The growth of Aarberg and the changeover through the "Harmonisation of Compulsory Schooling" (HARMOS) model from one-year to two-year kindergarten have pushed the school infrastructure to its limits. There is too little school space and society has also changed; in many families both parents work. The day school offer is a sensible and necessary facility, which is evident from the increasing number of registrations. Up to now, the day school has only been run in temporary facilities, which were not ideal for catering, homework or play activities. The precarious space situation is now to be addressed with a new school building. The jury's assessment was based on qualitative aspects of the planning approach. Special attention was paid to the innovative, creative handling of the surroundings, as well as an appropriate response to architectural and functional implementation in the overall context. The jury acknowledged the convincing and impressively simple and sustainable contribution of the maj project team and unanimously selected the "Libelle" project as the winner of the procedure.
As a professional agency for architectural visualisation, Loomn contributed to the competition victory with several 3D images. The visualisations show the design from inside and outside and make it possible to experience the building in advance. The visualised total view from the outside offers an impressive overall impression, while the images of the interior spaces illustrate the details. The design by maj Architekten from Bern proposes an elongated, narrow wooden building that nestles discreetly against the existing edge of the slope. This creates a generous open space towards the Alte Aare as an extension of the existing sports field, which enables a flowing transition to the floodplain. The two-storey new building only has one and a half storeys facing Hans-Müller-Weg and thus fits harmoniously into the sequence of small house units along the Aareweg.

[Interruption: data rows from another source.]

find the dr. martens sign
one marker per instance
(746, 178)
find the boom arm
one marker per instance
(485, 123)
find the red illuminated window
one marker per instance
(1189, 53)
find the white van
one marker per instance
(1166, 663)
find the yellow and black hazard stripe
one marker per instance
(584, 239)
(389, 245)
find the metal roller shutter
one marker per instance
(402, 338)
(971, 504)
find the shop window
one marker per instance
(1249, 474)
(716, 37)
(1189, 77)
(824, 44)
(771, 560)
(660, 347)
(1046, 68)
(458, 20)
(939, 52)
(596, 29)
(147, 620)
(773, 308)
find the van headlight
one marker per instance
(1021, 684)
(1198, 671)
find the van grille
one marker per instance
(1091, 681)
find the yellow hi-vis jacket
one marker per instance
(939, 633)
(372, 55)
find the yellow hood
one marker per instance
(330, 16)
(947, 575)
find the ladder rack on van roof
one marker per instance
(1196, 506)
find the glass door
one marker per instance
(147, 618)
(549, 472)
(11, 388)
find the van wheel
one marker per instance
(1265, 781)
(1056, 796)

In the section, the terrain is cleverly exploited with a split-level solution in the area of the main entrance. The project convinces with its extremely efficient floor plan design and the clear division of the room programme over the two floors. The three kindergarten units, which are directly accessible from the outside, are arranged on the lower level facing the Alte Aare. The cleverly divided rooms have lighting on both sides as well as direct access to the outside space on both sides, which is guaranteed on the east side by seating steps that can be played on in a variety of ways. The kindergarten units are organised coherently; only the connecting doors between the individual groups could be designed more generously from the user's point of view. The day school rooms are located on the south side of the staircase, in the immediate vicinity of the sports area.
This placement allows the desired unhindered access to the outdoor space and a good overview by the supervisors. On the upper floor, the five required classrooms with the associated cloakrooms and group rooms are again arranged in clusters. The teachers' room is placed in a central position in the area of the staircase. The classrooms are generously glazed towards the access area, so they are again lit on both sides and also have a skylight in the middle of the floor plan.
The flat pitched gable roof is also visible in the interior and thus enriches the atmospherically dense design of the classrooms, which are lined in solid wood and high-quality wood materials. In addition to the storage and technical rooms, the compact basement also offers a central materials room.
The shallowly pitched, widely overhanging standing seam sheet metal roof in copper offers weather-protected outdoor spaces on both sides of the building. In addition, the canopy protects the filigree wooden façade and acts as sun and glare protection. This means that there is no need for additive sun protection, which also allows an unobstructed view of the outside space during the summer months.